Crime. China has organized crime groups called triads, which trace their origin to the struggle against the "foreign" Manchu dynasty that seized power from the more indigenous Ming line of emperors in the 17th century. According to the government, there are one million members of triads, many of them rural-urban migrants who cannot find jobs. The triads are involved in drug trafficking, extortion, kidnapping, the stealing of cultural relics, illegal alien smuggling, gambling and prostitution.

Triad members are not necessarily viewed as criminals in China. Tao Siju, chief of China's Public Security Bureau, in 1993 said: "As for organizations like the triads in Hong Kong, as long as these people are patriotic, as long as they are concerned with Hong Kong's prosperity and stability, we should unite with them." However, it has been illegal to belong to a triad in Hong Kong since 1845. In an October 1984 speech, Deng Xiaoping, the father of China's economic reforms, pointed out that not all triads were bad.

Hong Kong.
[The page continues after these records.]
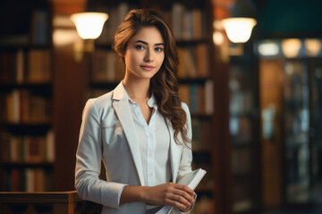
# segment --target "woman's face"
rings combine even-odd
[[[124,60],[126,75],[150,79],[165,59],[165,42],[156,27],[140,29],[128,42]]]

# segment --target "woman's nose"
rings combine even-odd
[[[146,55],[145,55],[144,61],[145,61],[145,62],[153,62],[153,61],[154,61],[154,56],[153,56],[152,51],[148,50],[148,51],[146,52]]]

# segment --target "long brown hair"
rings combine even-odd
[[[165,41],[165,60],[160,70],[151,78],[151,92],[157,99],[159,111],[171,121],[175,143],[181,144],[178,140],[179,133],[184,144],[191,143],[187,136],[187,114],[178,95],[178,54],[174,38],[164,18],[151,9],[131,10],[116,29],[113,47],[124,59],[130,38],[141,28],[149,26],[156,27]]]

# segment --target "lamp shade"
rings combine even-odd
[[[228,18],[223,20],[223,26],[227,33],[229,40],[233,43],[245,43],[251,35],[252,29],[256,25],[256,20],[252,18]]]
[[[102,33],[108,15],[104,12],[80,12],[71,16],[75,23],[77,32],[83,39],[96,39]]]

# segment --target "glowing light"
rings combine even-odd
[[[252,18],[228,18],[223,20],[223,25],[227,32],[228,38],[233,43],[247,42],[256,23],[256,21]]]
[[[77,32],[84,39],[96,39],[102,33],[108,15],[103,12],[80,12],[71,16],[75,23]]]
[[[265,42],[258,45],[258,53],[263,56],[274,56],[279,53],[279,45],[275,42]]]
[[[308,56],[318,56],[321,50],[321,41],[316,38],[304,39],[305,54]]]
[[[214,44],[216,44],[216,45],[221,45],[224,43],[224,35],[222,32],[220,31],[215,31],[213,33],[213,40],[214,40]]]
[[[299,54],[301,42],[298,38],[282,40],[282,51],[287,58],[294,58]]]

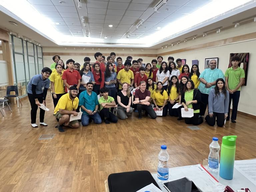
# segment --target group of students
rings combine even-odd
[[[193,117],[185,118],[185,121],[197,125],[203,122],[202,116],[208,105],[206,121],[214,126],[217,118],[217,125],[222,127],[225,119],[229,120],[233,100],[231,119],[233,123],[236,122],[241,86],[245,77],[244,71],[238,66],[239,57],[231,58],[233,65],[225,73],[224,80],[223,73],[216,68],[214,59],[210,61],[210,68],[200,74],[197,65],[193,65],[190,72],[189,66],[182,65],[180,59],[176,60],[176,66],[172,57],[168,58],[168,64],[159,56],[151,64],[145,65],[142,59],[132,61],[129,56],[123,65],[122,58],[118,57],[116,62],[115,56],[111,53],[105,64],[105,57],[96,53],[96,61],[92,67],[90,59],[86,57],[81,70],[80,64],[72,59],[66,62],[65,69],[59,56],[54,56],[52,69],[43,68],[41,74],[33,77],[28,85],[32,126],[37,127],[38,106],[45,104],[50,75],[54,114],[59,122],[60,131],[64,131],[63,126],[79,126],[77,120],[70,122],[69,118],[71,114],[77,115],[80,108],[84,126],[92,120],[96,124],[102,121],[106,124],[117,122],[114,109],[121,119],[127,118],[134,109],[138,113],[139,118],[142,118],[144,110],[146,115],[155,119],[157,116],[152,105],[157,110],[162,111],[163,116],[166,116],[169,111],[170,116],[178,117],[178,120],[183,119],[181,108],[185,111],[192,108]],[[136,89],[133,100],[131,91],[133,88]],[[182,105],[173,109],[176,103]],[[40,109],[40,124],[47,126],[44,122],[44,111]]]

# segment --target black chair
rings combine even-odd
[[[11,95],[11,91],[14,91],[15,92],[15,95]],[[7,86],[7,89],[6,90],[6,95],[4,96],[4,98],[8,97],[16,97],[17,98],[17,102],[18,103],[18,108],[19,108],[19,100],[20,100],[20,104],[21,105],[22,103],[21,103],[21,101],[20,100],[20,98],[19,96],[19,92],[18,91],[18,86],[15,85],[10,85]]]

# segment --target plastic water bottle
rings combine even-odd
[[[212,172],[218,172],[220,156],[219,151],[220,147],[218,142],[217,137],[213,137],[212,142],[209,146],[210,153],[208,156],[208,170]]]
[[[169,167],[168,160],[169,155],[165,145],[161,145],[161,150],[158,154],[158,165],[157,166],[157,178],[158,182],[162,184],[168,181],[169,178]]]

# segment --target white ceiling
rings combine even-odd
[[[110,40],[125,38],[133,25],[148,10],[149,16],[144,19],[143,25],[132,31],[130,39],[144,37],[157,31],[174,20],[180,19],[211,2],[210,0],[179,0],[167,1],[154,12],[154,0],[81,0],[82,8],[78,8],[78,0],[27,0],[44,17],[49,19],[59,32],[74,37],[91,37]],[[61,2],[61,3],[60,2]],[[85,20],[83,26],[82,16]],[[57,25],[56,23],[60,24]],[[111,24],[112,27],[108,25]]]

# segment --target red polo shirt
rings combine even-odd
[[[154,69],[152,69],[152,73],[153,74],[153,78],[152,79],[153,79],[153,81],[154,82],[156,82],[156,73],[157,72],[157,71],[158,70],[158,69],[157,68],[155,70],[155,71],[154,70]]]
[[[78,83],[78,80],[81,79],[81,76],[79,72],[76,70],[73,69],[71,71],[68,68],[63,72],[62,79],[63,80],[67,80],[67,83],[71,86],[74,84],[77,85]],[[65,92],[66,93],[68,92],[67,87],[65,87]]]
[[[100,81],[99,80],[99,79],[100,77],[99,74],[97,74],[96,71],[93,71],[92,72],[92,74],[93,74],[93,77],[94,78],[94,81],[95,82],[95,84],[96,85],[100,85],[100,88],[101,89],[101,88],[104,87],[104,81],[105,79],[104,73],[101,72],[101,81]]]
[[[117,74],[118,74],[118,72],[119,72],[120,71],[120,70],[121,70],[121,69],[123,69],[124,68],[124,65],[122,65],[122,67],[121,67],[121,68],[118,67],[118,65],[117,65],[116,66],[116,75],[117,75]]]
[[[100,65],[100,69],[102,73],[104,73],[106,71],[106,66],[105,64],[103,63],[100,63],[98,61],[96,61],[95,62],[97,63],[98,63]],[[94,69],[93,67],[92,67],[92,72],[93,72],[94,71]]]
[[[134,77],[134,85],[137,85],[138,87],[140,85],[140,82],[142,81],[144,81],[146,83],[147,79],[148,77],[146,74],[144,74],[143,77],[142,77],[140,73],[137,73]]]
In July, about 100 mainland Chinese abode seekers and their supporters pressed for an end to deportations. They urged the government to actively negotiate with mainland Chinese authorities to open up new migration channels to facilitate the migration of abode claimants to Hong Kong. So far, 700 people have been repatriated or have voluntarily returned to mainland China, and 4,000 are in hiding after the January 2002 ruling that they cannot stay in Hong Kong.

Hong Kong admits 150 mainland Chinese a day for settlement; they have one-way permits from mainland Chinese authorities. Between 1991 and 2001, some 200,826 mainlanders were admitted to Hong Kong to join their husbands, 13,175 to join their wives and 266,381 their parents.

Hong Kong's unemployment rate hit a record 7.7 percent in June 2002, and there were new raids seeking unauthorized mainland workers- 3,700 were apprehended in the first six months of 2002.

Taiwan. The Council of Labor Affairs reported that 7,000 foreign workers had run away from their employers in 2002.


Anthony Kuhn, "Chinese Farmers See Tax Burden Lighten," Los Angeles Times, July 22, 2002. Elisabeth Rosenthal, "North Koreans in China Now Live in Fear of Dragnet," New York Times, July 18, 2002. Craig S. Smith, "China Juggles the Conflicting Pressures of a Society in Transition," New York Times, July 15, 2002. "Mainland Chinese abode seekers stage sit-in to stop deportations," Agence France Presse, July 10, 2002. Philip P. Pan, "Chinese Workers' Rights Stop at Courtroom Door," Washington Post, June 28, 2002. Lintner, Bertil. 2002. Blood Brothers: Crime, Business And Politics In Asia. Allen & Unwin.